In July of this year I wrote to you regarding a decision of the U.S. Court of Appeals for the Federal Circuit (Fed. Cir.), Deshotel v. Nicholson, 457 F.3d 1258 (2006), about which I was concerned. The issue about which I wrote was the court's holding regarding claims "deemed denied." You posted articles about this case on your website. I wanted to bring you up to date. 

On December 5, 2006, the Fed. Cir. denial Mr. Deshotel's petition requesting that the panel that decided the case reconsider that decision, and also denied an en banc (the entire court) reconsideration of that case.
http://www.fedcir.gov/weekly.txt . *
*Thus, the only judicial avenue of appeal remaining is to the U.S. Supreme Court, and after speaking with the attorney for Mr. Deshotel, I have learned that he does not intend to take an appeal to that court.
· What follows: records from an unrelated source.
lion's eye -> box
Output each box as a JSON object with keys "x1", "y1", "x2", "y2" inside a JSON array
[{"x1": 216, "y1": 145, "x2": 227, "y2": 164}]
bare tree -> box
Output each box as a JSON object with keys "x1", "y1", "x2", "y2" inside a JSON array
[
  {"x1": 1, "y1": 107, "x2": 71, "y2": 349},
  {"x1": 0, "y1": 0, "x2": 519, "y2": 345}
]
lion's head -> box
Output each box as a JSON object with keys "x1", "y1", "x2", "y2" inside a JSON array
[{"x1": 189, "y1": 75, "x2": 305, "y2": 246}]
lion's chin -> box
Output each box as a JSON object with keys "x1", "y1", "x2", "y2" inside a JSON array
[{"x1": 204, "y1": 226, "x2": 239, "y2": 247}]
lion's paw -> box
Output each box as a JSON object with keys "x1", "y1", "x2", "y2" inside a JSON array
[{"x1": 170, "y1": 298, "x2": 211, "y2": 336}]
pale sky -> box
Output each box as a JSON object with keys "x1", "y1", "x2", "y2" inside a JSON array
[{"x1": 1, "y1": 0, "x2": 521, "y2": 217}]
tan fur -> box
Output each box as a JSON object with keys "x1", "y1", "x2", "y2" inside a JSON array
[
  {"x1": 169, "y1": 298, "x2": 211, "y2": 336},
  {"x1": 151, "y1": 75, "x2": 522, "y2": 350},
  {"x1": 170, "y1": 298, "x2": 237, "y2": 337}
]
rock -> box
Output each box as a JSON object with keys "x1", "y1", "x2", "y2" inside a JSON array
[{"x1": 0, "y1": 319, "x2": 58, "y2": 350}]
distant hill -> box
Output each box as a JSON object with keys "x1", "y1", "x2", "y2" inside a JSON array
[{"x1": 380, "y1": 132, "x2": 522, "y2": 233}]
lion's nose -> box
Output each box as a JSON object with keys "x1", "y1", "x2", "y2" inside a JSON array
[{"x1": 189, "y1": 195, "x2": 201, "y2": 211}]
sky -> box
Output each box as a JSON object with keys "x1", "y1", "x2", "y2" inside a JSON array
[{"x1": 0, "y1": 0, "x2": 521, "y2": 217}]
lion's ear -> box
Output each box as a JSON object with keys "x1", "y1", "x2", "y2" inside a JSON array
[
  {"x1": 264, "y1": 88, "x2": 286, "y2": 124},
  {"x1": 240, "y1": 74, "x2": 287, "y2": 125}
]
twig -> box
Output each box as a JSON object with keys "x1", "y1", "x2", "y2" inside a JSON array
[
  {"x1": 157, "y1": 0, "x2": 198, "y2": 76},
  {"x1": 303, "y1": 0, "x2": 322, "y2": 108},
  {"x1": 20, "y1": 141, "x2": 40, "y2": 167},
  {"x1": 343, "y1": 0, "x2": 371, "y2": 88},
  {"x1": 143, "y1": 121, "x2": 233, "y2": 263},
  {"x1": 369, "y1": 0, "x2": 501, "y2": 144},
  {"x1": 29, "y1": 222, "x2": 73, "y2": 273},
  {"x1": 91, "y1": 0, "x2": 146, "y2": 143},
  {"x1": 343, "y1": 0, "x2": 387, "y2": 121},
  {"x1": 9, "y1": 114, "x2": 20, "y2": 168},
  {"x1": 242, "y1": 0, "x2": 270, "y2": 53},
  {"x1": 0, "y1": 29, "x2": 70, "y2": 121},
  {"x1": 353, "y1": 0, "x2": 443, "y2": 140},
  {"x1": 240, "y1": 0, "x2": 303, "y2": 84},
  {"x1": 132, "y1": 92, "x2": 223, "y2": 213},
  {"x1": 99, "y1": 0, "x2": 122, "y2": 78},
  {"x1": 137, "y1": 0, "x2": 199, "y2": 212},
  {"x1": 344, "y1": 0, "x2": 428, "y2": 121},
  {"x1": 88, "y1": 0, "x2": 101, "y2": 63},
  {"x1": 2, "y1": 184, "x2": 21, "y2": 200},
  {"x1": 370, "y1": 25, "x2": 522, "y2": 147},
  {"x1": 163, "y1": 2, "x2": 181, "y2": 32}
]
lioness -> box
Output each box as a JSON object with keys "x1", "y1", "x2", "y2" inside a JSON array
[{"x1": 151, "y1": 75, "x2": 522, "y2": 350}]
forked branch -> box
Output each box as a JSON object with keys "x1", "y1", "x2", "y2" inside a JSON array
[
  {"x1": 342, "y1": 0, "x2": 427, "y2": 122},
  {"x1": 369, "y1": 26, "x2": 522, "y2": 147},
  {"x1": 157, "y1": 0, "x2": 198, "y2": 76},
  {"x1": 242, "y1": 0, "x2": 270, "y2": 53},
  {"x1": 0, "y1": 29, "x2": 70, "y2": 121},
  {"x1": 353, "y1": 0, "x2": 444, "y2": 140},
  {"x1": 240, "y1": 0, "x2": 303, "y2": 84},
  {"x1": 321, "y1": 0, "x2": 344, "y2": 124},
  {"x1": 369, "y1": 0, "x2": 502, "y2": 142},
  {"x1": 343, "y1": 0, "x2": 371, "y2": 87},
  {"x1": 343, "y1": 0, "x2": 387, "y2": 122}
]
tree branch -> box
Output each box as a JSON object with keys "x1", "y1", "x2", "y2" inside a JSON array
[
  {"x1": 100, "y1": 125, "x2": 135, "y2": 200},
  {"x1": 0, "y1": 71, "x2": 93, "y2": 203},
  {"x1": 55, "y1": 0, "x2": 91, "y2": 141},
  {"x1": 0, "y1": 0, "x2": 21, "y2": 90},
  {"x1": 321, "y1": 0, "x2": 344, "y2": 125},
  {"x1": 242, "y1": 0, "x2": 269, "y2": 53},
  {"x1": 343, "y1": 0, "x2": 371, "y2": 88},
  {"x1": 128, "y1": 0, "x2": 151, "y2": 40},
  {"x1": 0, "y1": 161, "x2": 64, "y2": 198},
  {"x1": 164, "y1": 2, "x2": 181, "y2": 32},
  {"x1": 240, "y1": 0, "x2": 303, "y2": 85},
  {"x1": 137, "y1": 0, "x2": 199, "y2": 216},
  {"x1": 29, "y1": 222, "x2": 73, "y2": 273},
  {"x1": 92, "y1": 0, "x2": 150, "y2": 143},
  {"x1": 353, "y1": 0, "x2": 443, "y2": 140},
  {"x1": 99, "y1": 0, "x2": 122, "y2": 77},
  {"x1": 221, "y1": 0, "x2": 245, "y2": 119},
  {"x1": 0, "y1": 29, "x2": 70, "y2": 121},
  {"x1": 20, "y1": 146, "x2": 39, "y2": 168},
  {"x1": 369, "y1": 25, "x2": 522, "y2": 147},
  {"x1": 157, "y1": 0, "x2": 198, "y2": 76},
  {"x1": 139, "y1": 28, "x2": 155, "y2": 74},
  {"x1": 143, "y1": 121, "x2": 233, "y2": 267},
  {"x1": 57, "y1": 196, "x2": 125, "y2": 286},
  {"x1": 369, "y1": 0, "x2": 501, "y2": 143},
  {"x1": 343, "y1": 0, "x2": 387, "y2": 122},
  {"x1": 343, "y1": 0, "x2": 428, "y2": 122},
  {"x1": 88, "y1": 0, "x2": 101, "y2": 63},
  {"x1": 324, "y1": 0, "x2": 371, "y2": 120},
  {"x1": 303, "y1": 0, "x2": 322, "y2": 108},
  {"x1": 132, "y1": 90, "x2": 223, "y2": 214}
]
Therefore, the only method by which this insane decision may be overcome is by an act of Congress amending 38 U.S.C. § 5104, which formed the basis for the Fed. Cir.'s decision. That section provides:

38 U.S.C. § 5104. Decisions and notices of decisions

(a) In the case of a decision by the Secretary under section 511 of this title affecting the provision of benefits to a claimant, the Secretary shall, on a timely basis, provide to the claimant (and to the claimant's representative) notice of such decision. The notice shall include an explanation of the procedure for obtaining review of the decision.
(b) In any case where the Secretary denies a benefit sought, the notice required by subsection (a) shall also include (1) a statement of the reasons for the decision, and (2) a summary of the evidence considered by the Secretary. (underling added for emphasis).

The basis for the Fed. Cir.'s decision in Deshotel was that the statute required only that VA provide notice, an explanation of the denial and right to appeal notification with regard to each decision VA issues, and not as to each claim filed by the veteran. Thus, the Fed. Cir. held, if the veteran simultaneously filed 5 claims, for example, and VA denied one of those claims, the other four would be "deemed denied," and the veteran would never be notified of those denials. 

The Deshotel decision does not contain a discussion of Congressional intent with regard to § 5104 and I believe that Congress' intent was that VA must provide notice, an explanation of the denial and right to appeal notification with regard to each and every claim filed by a veteran. Given the "veteran friendly" nature of the VA claims adjudication process, which even the Fed. Cir. has recognized in its prior decisions as being the intent of Congress, I have no doubt Congress did not intend for veterans' claims to be "deemed denied" without receiving the benefits of § 5104.*
*If Congress does amend Sec. 5104 it would have to be made retroactive, or all claims "deemed denied" prior to the enactment of the amendment would not benefit from the amendment.

I am hoping the Veterans Service Organizations will lobby Congress to amend § 5104 to make it clear that the requirements of that section apply to each individual claim filed by a veteran. But we need to get the word out that Congressional amendment of § 5104 is the only way this disastrous holding in Deshotel can now be remedied.  *


----------